Até a década de 1970, entre nós, prevalecia a regra de não confundir a sociedade com a pessoa de seus sócios e, consequentemente, a não responsabilização pessoal dos sócios pelas dívidas da empresa. Muitos julgados da época entendiam que a integralização do capital de forma plena não autorizava a constrição judicial sobre bens dos cotistas.
O primeiro estudo no Brasil sobre a teoria foi de Rubens Requião em 1969 (RT 410/12). Posteriormente, Fabio Konder Comparato em 1976 (O poder de controle na sociedade anônima) e J. Lamartine Correa de Oliveira em 1979 (A dupla crise da pessoa jurídica) aprofundaram a discussão. Em 1986, a Revista Justitia do Ministério Público de São Paulo trouxe estudo sobre o assunto e, em 1989, Fabio Ulhoa Coelho publicou sua tese sobre o tema. Dentre outros renomados estudiosos que percorreram o tema: João Casillo (RT 528) e Marçal Justen Filho (RT 470). Em 1990, o Código de Defesa do Consumidor recepciona a teoria, ainda que de forma inadequada, pois “incorreu o legislador em imprecisões conceituais lamentáveis, ao confundir institutos e listar alguns fundamentos estranhos à desconsideração”.
(COELHO, Fabio Ulhoa. IN: SILVA, Leonardo Toledo da. Abuso da desconsideração da personalidade jurídica. – São Paulo: Saraiva, 2014, p. 15)

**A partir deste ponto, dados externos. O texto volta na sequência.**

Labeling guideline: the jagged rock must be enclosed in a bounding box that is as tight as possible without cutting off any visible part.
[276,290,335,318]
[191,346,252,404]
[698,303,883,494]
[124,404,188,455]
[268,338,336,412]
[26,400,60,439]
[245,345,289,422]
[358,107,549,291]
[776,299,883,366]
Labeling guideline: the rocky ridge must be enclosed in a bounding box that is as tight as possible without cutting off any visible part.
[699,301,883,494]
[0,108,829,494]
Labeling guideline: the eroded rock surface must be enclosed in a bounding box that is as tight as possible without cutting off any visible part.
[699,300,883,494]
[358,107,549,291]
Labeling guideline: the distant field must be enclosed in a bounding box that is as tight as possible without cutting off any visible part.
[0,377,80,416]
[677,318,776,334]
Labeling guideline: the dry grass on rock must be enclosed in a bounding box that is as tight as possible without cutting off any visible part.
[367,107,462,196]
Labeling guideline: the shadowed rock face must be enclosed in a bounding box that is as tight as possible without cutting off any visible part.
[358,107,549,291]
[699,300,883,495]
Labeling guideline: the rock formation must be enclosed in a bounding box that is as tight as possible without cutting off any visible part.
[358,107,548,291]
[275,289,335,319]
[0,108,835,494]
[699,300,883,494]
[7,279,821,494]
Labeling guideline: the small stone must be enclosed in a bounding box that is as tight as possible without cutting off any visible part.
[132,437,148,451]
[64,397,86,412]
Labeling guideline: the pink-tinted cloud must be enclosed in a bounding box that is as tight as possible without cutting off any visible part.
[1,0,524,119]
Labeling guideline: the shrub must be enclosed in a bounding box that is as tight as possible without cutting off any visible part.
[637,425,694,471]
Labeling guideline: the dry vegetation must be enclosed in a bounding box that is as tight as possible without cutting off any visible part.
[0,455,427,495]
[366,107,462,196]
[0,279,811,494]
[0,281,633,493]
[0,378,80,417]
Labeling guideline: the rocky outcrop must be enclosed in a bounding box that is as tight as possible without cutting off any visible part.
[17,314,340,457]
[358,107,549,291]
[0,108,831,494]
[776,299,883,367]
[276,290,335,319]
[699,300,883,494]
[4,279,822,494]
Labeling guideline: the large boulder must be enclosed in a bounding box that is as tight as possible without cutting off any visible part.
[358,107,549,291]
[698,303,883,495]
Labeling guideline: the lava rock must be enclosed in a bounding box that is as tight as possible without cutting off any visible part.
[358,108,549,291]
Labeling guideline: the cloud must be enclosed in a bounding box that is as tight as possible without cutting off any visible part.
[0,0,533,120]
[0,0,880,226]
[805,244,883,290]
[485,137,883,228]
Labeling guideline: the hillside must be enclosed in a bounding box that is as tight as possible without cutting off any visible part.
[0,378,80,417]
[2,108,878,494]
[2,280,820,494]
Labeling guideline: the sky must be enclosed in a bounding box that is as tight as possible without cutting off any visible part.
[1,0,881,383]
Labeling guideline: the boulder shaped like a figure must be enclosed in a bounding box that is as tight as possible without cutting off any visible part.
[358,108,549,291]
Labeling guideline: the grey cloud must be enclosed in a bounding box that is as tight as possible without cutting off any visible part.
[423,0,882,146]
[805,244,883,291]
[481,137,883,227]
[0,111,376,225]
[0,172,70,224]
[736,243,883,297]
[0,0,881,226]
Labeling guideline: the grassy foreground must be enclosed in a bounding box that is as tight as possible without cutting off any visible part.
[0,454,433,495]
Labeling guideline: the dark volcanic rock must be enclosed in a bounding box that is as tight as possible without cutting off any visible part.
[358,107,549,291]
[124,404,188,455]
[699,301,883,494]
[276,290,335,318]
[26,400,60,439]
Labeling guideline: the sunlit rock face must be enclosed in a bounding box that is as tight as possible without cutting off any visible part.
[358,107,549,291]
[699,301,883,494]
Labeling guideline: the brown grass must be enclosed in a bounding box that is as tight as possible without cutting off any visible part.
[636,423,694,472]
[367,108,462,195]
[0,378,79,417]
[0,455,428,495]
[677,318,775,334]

Assim, mesmo com os equívocos na legislação consumerista, a tese trazida por Rubens Requião, com apoio e referência do direito comparado, passou a ser utilizada por ser pertinente, objetiva e evitar injustiças. Ora,” se a pessoa jurídica não se confunde com as pessoas físicas que a integram, pois são personalidade jurídicas distintas; se o patrimônio da sociedade é autônomo, pois são personalidades distintas, não se identificando como dos sócios, seria fácil burlar o direito dos credores, transferindo previamente para a sociedade comercial todos os seus bens, ou o inverso, esta situação não poderia permanecer intangível”.2 Deste modo, surge o alerta de quão fácil seria por meio de pessoa jurídica tentar fraudar credores e o remédio eficaz para combatê-la, desde que demonstrada, de forma clara, o abuso do ente jurídico, caracterizado pelo desvio de finalidade ou confusão patrimonial.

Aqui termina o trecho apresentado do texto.